Ribuan Pelajar Bukittinggi Terima Kacamata Gratis Hasil Bakti Sosial World Sight Day
BUKITTINGGI, iNEWSPadang.ID — Pemerintah Kota Bukittinggi bekerja sama dengan Gabungan Pengusaha Optic Indonesia (Gapopin) menyalurkan sebanyak 1.000 kacamata gratis kepada pelajar dan guru honorer se-Kota Bukittinggi. Penyerahan bantuan tersebut berlangsung di Balairung Rumah Dinas Wali Kota Bukittinggi, Rabu (14/1), sebagai tindak lanjut program bakti sosial World Sight Day.
Ketua Gapopin Sumatera Barat, Indra Yunaidi, menjelaskan bahwa kacamata gratis ini merupakan hasil pemeriksaan mata yang telah dilakukan terhadap pelajar Bukittinggi pada Oktober 2025 lalu. Data pemeriksaan tersebut kemudian dikirim ke laboratorium di Jakarta untuk proses produksi lensa dan bingkai kacamata sesuai standar optik.
“Terima kasih kepada Pemerintah Kota Bukittinggi yang telah memfasilitasi program bakti sosial ini. Pemeriksaan mata dilakukan beberapa bulan lalu, dan hari ini kacamata yang sudah selesai diproduksi kami serahkan. Lensanya benar-benar disesuaikan dengan kebutuhan masing-masing pelajar, bahkan ada yang dipesan khusus sesuai ukuran,” ujar Indra.
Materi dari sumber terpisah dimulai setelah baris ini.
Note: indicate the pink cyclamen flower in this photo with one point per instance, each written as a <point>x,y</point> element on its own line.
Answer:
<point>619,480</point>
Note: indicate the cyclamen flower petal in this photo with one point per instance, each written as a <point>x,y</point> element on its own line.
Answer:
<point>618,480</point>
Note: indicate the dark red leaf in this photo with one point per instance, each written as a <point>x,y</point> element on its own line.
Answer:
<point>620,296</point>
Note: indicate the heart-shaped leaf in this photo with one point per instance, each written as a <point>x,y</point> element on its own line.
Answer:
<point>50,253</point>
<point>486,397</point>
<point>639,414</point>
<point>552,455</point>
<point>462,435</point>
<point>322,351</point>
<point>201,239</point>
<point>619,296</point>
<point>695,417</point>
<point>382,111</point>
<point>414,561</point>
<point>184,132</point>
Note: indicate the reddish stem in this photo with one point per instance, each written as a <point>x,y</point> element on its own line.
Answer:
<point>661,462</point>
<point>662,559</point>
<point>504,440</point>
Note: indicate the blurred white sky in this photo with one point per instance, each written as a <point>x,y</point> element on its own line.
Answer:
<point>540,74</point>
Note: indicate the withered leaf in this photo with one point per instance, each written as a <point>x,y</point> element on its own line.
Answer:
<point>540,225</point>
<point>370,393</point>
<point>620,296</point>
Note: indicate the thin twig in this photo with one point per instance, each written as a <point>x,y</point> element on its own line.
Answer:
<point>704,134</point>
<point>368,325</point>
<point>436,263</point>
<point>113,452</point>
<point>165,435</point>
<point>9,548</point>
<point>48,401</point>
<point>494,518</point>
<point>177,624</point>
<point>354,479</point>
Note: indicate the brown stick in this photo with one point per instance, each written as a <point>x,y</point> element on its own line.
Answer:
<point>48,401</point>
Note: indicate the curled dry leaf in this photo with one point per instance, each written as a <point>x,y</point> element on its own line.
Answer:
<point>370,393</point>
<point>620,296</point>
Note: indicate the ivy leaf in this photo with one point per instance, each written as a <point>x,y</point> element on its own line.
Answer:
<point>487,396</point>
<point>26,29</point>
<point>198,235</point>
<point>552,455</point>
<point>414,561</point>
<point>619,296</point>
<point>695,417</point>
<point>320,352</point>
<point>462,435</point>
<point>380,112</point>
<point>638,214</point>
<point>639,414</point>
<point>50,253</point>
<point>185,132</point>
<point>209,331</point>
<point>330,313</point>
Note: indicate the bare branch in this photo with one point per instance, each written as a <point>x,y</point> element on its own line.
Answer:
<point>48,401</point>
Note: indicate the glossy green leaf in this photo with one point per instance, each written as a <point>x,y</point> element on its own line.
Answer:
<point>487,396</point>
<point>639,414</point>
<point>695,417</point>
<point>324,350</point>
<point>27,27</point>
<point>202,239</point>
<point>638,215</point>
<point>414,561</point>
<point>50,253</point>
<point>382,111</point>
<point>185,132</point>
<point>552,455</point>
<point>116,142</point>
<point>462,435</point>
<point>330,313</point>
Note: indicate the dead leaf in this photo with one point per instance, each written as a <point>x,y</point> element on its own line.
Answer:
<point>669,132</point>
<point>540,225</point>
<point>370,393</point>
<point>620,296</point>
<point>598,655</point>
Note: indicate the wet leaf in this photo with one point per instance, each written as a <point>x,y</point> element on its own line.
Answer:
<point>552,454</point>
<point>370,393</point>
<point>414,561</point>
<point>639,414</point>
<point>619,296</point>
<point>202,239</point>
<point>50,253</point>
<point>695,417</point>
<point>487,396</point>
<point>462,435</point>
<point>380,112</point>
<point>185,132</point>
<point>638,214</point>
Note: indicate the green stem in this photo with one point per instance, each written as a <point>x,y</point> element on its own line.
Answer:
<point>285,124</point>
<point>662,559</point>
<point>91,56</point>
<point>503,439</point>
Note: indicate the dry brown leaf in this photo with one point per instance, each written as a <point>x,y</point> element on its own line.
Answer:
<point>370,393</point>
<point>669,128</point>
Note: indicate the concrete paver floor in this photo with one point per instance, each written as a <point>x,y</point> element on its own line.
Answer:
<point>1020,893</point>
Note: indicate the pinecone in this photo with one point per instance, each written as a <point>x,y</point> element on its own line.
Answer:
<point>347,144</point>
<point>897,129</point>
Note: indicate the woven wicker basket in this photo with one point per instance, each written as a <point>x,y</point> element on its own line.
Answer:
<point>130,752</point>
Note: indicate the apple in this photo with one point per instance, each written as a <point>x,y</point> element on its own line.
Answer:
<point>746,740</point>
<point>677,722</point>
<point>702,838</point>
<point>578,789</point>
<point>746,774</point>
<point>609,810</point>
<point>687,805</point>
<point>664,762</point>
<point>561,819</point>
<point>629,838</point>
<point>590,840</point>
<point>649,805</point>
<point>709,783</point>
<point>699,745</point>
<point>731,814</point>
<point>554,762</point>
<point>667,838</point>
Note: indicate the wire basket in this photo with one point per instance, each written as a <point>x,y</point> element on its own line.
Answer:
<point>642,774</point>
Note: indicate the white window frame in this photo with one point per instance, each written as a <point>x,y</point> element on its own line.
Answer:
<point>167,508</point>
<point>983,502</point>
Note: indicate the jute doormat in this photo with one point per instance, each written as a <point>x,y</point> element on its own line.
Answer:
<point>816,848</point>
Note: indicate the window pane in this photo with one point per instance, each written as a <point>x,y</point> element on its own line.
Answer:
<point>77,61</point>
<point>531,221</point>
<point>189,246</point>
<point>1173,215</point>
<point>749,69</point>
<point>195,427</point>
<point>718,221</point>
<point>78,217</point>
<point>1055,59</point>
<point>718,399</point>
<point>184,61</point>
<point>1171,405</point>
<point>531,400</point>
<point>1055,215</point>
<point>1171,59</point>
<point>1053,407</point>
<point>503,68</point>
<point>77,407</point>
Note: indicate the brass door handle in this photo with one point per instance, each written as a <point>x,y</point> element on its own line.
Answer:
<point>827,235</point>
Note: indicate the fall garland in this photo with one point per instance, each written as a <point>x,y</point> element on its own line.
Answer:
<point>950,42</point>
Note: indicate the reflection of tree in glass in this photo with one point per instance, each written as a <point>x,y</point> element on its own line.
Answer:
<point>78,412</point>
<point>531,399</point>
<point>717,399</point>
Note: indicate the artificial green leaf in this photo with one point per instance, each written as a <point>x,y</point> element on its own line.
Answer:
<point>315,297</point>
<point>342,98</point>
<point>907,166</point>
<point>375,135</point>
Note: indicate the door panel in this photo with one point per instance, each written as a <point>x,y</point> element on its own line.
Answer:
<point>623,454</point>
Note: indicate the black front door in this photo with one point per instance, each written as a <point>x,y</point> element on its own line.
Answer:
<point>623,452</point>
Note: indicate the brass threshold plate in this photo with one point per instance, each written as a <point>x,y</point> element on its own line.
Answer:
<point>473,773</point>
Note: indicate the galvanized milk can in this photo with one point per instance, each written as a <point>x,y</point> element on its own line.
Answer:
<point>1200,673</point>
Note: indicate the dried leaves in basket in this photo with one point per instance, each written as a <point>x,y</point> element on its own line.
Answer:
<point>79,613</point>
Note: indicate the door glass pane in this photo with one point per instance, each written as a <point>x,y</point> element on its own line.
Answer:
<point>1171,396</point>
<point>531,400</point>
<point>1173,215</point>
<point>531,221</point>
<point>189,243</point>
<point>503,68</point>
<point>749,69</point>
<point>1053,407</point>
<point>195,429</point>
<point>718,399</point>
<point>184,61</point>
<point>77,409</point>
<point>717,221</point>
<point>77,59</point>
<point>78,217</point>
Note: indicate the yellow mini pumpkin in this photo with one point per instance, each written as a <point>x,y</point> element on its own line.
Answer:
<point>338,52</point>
Ia menambahkan, program ini merupakan kegiatan serentak Gapopin di seluruh Indonesia sebagai bentuk kepedulian terhadap kesehatan mata, khususnya bagi anak usia sekolah yang rentan mengalami gangguan penglihatan.
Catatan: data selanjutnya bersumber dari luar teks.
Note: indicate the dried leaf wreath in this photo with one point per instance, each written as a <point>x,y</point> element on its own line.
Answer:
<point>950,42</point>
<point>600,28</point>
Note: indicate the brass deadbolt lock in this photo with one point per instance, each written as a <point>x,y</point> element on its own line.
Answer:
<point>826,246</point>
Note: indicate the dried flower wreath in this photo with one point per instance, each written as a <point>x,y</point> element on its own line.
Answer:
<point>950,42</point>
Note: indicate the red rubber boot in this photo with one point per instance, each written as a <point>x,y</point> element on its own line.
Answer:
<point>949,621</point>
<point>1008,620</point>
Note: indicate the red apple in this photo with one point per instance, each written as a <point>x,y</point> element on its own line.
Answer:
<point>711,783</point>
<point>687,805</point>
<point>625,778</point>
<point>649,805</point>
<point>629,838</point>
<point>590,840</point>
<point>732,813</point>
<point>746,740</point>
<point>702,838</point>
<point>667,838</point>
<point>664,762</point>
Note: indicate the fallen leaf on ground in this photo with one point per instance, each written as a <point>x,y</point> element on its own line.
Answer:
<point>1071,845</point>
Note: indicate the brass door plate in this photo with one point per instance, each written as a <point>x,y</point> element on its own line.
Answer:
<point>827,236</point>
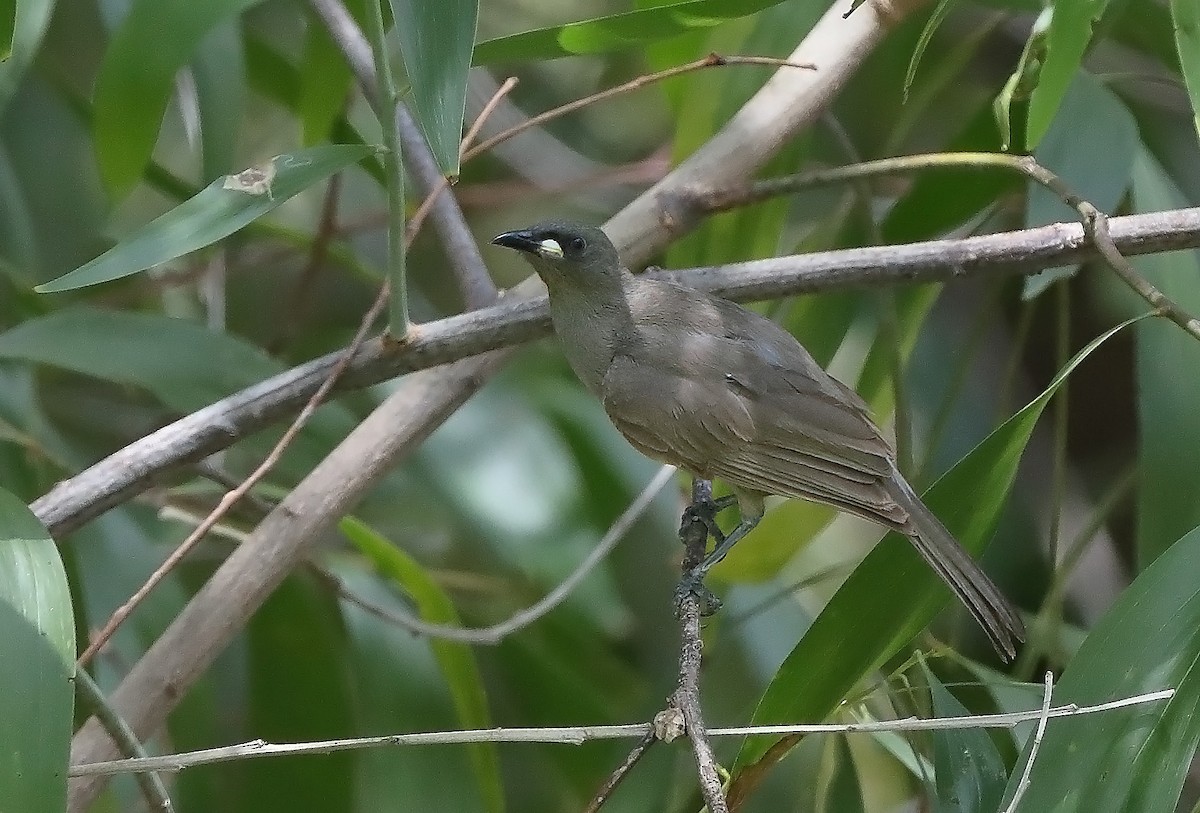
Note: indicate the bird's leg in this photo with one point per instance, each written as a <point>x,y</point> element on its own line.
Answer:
<point>706,512</point>
<point>693,583</point>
Wakil Wali Kota Bukittinggi, Ibnu Asis, menyampaikan apresiasi dan terima kasih kepada Gapopin Sumbar atas kontribusi nyata tersebut. Menurutnya, bantuan kacamata ini akan sangat membantu pelajar dalam mengikuti proses belajar mengajar secara optimal.
“Kegiatan ini menunjukkan kepedulian Gapopin Sumbar terhadap dunia pendidikan. Dengan kacamata ini, anak-anak kita dapat belajar dengan lebih nyaman tanpa terkendala masalah penglihatan,” kata Ibnu Asis.
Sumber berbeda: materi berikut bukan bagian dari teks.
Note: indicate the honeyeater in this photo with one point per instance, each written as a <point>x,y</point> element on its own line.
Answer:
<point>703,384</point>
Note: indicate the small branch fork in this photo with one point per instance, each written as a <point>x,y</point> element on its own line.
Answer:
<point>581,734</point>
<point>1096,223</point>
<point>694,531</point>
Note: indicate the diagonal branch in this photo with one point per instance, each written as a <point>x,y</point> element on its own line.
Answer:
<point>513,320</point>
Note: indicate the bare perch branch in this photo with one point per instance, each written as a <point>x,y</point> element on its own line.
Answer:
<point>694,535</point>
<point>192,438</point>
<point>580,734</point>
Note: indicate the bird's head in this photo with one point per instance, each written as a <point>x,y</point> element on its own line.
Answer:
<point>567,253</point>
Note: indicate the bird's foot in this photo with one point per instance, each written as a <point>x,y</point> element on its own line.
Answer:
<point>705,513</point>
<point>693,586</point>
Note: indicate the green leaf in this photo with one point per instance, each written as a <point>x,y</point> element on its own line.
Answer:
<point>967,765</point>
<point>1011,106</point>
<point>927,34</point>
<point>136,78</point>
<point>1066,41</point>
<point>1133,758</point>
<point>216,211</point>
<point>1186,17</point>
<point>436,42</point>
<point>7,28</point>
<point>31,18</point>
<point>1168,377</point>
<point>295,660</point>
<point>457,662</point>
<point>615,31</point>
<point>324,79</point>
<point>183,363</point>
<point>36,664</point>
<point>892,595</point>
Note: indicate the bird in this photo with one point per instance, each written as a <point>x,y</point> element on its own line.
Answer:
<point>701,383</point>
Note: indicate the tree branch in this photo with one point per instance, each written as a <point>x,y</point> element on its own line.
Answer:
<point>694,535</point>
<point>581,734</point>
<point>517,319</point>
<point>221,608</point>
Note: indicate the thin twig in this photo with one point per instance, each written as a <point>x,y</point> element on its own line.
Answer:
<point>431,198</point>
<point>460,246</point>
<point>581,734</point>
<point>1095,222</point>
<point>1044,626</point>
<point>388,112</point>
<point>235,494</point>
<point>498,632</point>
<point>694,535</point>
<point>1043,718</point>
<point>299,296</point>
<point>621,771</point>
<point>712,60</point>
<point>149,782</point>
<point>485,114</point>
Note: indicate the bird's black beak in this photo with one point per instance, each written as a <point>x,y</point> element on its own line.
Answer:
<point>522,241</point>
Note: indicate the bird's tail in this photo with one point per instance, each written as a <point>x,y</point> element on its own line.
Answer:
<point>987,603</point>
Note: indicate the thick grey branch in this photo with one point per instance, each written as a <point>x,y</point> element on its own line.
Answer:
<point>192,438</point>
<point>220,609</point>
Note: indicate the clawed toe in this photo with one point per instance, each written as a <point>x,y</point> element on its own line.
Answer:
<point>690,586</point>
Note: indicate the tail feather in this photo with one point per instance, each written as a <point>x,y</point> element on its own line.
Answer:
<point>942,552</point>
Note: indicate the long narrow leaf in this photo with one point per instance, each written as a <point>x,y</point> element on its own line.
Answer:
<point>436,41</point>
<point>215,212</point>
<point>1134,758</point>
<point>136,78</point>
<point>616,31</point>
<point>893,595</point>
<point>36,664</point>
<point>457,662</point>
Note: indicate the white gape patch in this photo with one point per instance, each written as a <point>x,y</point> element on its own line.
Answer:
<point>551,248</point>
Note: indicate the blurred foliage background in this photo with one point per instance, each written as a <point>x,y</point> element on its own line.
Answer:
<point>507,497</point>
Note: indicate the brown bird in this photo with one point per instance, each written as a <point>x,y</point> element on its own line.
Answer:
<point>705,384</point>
Berdasarkan data panitia, kacamata gratis disalurkan kepada 236 pelajar sekolah dasar, 217 pelajar sekolah menengah pertama, 166 pelajar sekolah menengah atas, dan 213 pelajar sekolah menengah kejuruan. Selain itu, bantuan juga diberikan kepada 16 pelajar sekolah luar biasa serta 127 guru honorer.